Canada’s biggest energy producers now face the same prospects of shrinking budgets and declining profit as their smaller rivals as prices drop for what’s already the world’s cheapest oil.
Producers including Suncor Energy Inc. (SU) and Canadian Natural Resources Ltd. (CNQ), which each fell the most in at least three years yesterday, operate in one of the most expensive places on earth to produce oil. If crude prices continue sinking following OPEC’s decision not to cut global oil supplies, Canada’s producers big and small will have to tighten their belts to prepare for declining profits.
“This is a pretty big shock,” said Justin Bouchard, an analyst at Desjardins Securities Inc. in Calgary. “There’s no question there’s going to be a slowdown. Even the big guys will have to look at their capital spending plans.”
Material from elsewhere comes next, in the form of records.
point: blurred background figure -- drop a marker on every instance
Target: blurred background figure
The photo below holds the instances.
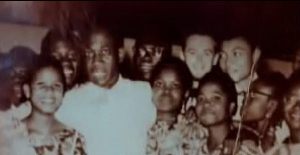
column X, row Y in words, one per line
column 151, row 48
column 63, row 48
column 200, row 57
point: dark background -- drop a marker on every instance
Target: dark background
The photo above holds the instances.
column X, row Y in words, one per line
column 277, row 24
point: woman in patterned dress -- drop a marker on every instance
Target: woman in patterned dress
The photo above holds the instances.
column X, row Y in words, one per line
column 45, row 90
column 170, row 80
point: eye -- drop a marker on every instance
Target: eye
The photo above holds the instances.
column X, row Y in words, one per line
column 216, row 98
column 158, row 84
column 201, row 99
column 236, row 53
column 192, row 51
column 106, row 51
column 208, row 53
column 176, row 85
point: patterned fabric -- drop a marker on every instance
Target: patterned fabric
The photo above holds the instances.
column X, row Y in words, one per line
column 176, row 139
column 66, row 142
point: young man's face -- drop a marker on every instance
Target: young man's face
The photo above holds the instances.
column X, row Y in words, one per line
column 101, row 60
column 212, row 105
column 236, row 58
column 69, row 59
column 199, row 54
column 147, row 58
column 167, row 91
column 258, row 103
column 292, row 108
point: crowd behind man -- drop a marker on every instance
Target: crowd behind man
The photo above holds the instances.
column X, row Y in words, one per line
column 76, row 98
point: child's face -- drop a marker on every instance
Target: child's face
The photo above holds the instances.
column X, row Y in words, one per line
column 212, row 105
column 47, row 91
column 167, row 91
column 292, row 108
column 236, row 59
column 199, row 55
column 258, row 103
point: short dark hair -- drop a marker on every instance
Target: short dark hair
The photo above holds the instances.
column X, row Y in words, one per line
column 224, row 81
column 178, row 66
column 44, row 62
column 22, row 55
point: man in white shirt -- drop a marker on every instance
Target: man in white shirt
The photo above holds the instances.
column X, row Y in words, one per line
column 112, row 113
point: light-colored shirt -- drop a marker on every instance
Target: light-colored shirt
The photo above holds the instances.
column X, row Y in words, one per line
column 113, row 121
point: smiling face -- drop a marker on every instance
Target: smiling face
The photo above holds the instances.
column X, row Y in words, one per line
column 46, row 90
column 199, row 54
column 292, row 108
column 212, row 105
column 167, row 91
column 101, row 60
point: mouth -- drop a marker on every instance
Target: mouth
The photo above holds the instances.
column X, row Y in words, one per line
column 146, row 67
column 48, row 101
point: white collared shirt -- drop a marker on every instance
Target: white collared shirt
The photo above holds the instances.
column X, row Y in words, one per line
column 114, row 121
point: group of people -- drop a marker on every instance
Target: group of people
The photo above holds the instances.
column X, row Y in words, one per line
column 79, row 96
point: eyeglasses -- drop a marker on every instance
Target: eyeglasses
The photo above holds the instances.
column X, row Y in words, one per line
column 292, row 99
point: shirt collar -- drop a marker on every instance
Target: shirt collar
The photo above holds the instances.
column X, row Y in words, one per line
column 114, row 87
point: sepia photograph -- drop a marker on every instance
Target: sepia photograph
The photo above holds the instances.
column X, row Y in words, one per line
column 149, row 77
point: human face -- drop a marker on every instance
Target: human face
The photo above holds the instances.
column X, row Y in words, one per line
column 19, row 74
column 101, row 60
column 212, row 107
column 257, row 105
column 167, row 91
column 199, row 55
column 236, row 59
column 292, row 108
column 69, row 59
column 47, row 91
column 147, row 58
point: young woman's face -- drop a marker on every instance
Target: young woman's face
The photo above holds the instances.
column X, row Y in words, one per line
column 167, row 91
column 47, row 91
column 212, row 107
column 292, row 108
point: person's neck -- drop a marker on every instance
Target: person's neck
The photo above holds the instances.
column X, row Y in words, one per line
column 244, row 83
column 295, row 136
column 169, row 118
column 217, row 134
column 112, row 82
column 41, row 123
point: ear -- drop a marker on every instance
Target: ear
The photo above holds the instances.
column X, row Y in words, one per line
column 271, row 108
column 216, row 59
column 256, row 55
column 26, row 90
column 121, row 54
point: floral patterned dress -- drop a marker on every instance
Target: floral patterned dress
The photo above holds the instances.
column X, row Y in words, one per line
column 65, row 142
column 178, row 138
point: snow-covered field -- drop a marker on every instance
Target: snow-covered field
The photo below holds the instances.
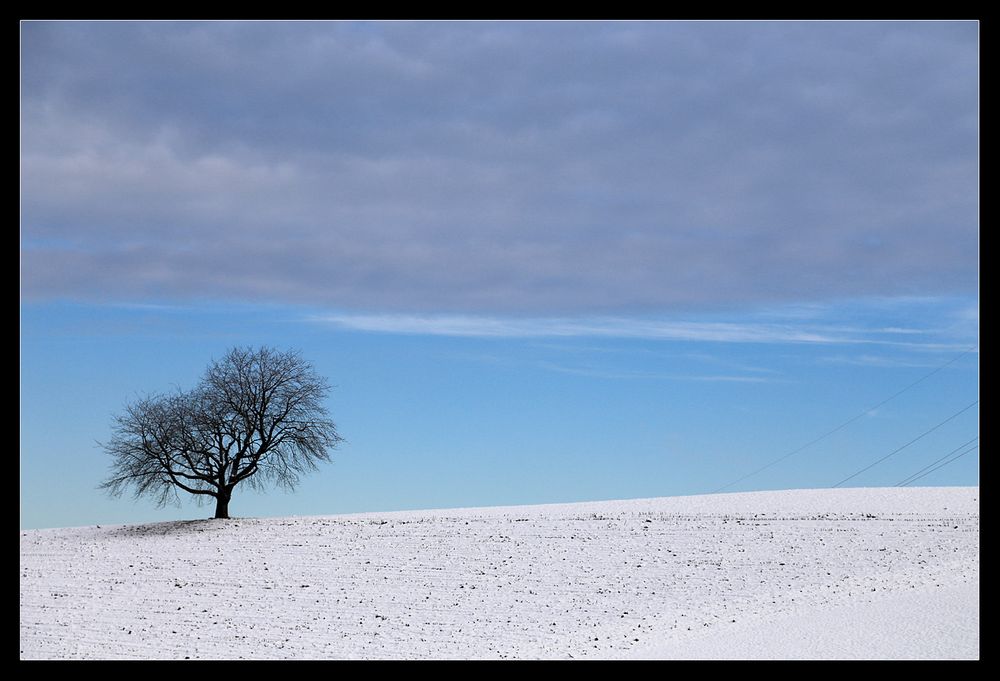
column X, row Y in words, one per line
column 855, row 573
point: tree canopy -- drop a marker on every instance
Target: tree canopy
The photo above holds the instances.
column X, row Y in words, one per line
column 257, row 416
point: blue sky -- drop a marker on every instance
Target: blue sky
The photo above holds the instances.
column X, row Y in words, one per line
column 540, row 262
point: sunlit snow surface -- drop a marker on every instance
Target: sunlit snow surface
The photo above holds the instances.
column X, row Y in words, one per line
column 855, row 573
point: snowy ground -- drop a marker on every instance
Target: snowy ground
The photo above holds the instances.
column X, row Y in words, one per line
column 857, row 573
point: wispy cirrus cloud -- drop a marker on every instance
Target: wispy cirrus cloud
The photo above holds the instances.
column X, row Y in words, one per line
column 625, row 328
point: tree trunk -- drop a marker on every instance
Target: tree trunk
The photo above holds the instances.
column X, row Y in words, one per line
column 222, row 506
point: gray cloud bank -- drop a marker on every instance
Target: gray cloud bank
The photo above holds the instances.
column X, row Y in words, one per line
column 532, row 168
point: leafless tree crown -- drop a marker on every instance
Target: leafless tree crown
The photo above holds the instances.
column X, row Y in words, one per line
column 257, row 416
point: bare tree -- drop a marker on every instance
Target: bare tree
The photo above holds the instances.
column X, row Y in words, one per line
column 257, row 416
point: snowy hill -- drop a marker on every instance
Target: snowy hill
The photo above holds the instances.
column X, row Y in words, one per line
column 855, row 573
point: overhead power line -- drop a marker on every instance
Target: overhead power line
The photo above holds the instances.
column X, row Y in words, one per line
column 942, row 464
column 919, row 474
column 844, row 424
column 899, row 449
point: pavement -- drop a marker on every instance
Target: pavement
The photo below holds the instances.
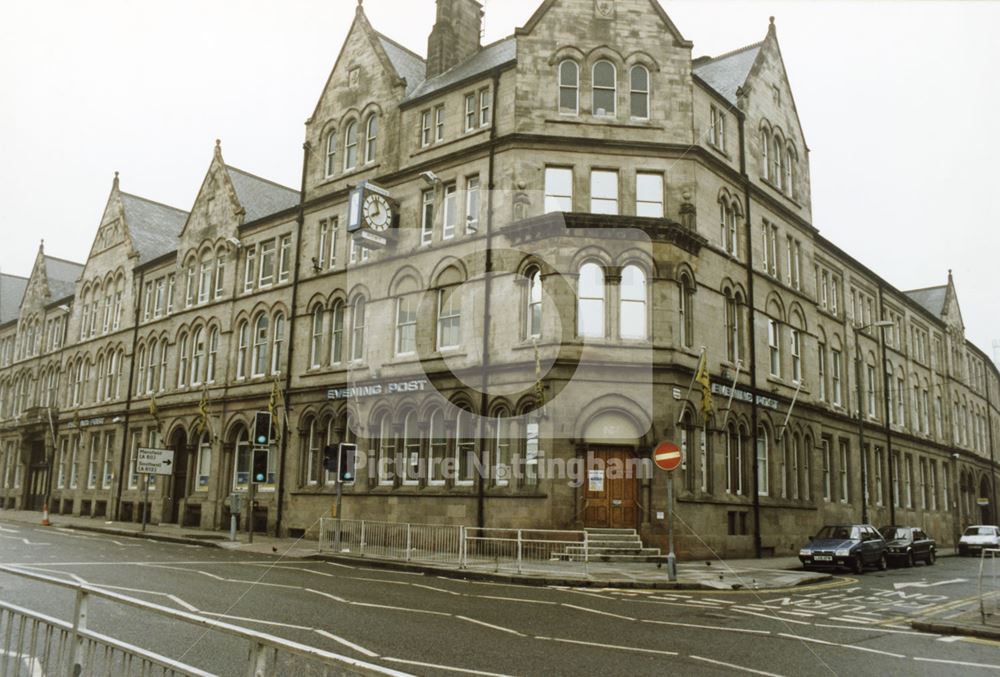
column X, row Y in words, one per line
column 733, row 574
Western Canada Select, the Canadian benchmark, has lost more than a third of its value since June, in step with declines for West Texas Intermediate and the international gauge Brent. WCS traded yesterday at $55.94 a barrel, the lowest in the world.
Investors reacted by sending the 69-company Standard & Poor’s/TSX Composite Index Energy Sector Index down 5.1 percent, the most since August 2011. WTI sank as much as 8.1 percent and Brent fell as much as 8.4 percent after the announcement from the Organization of Petroleum Exporting Countries.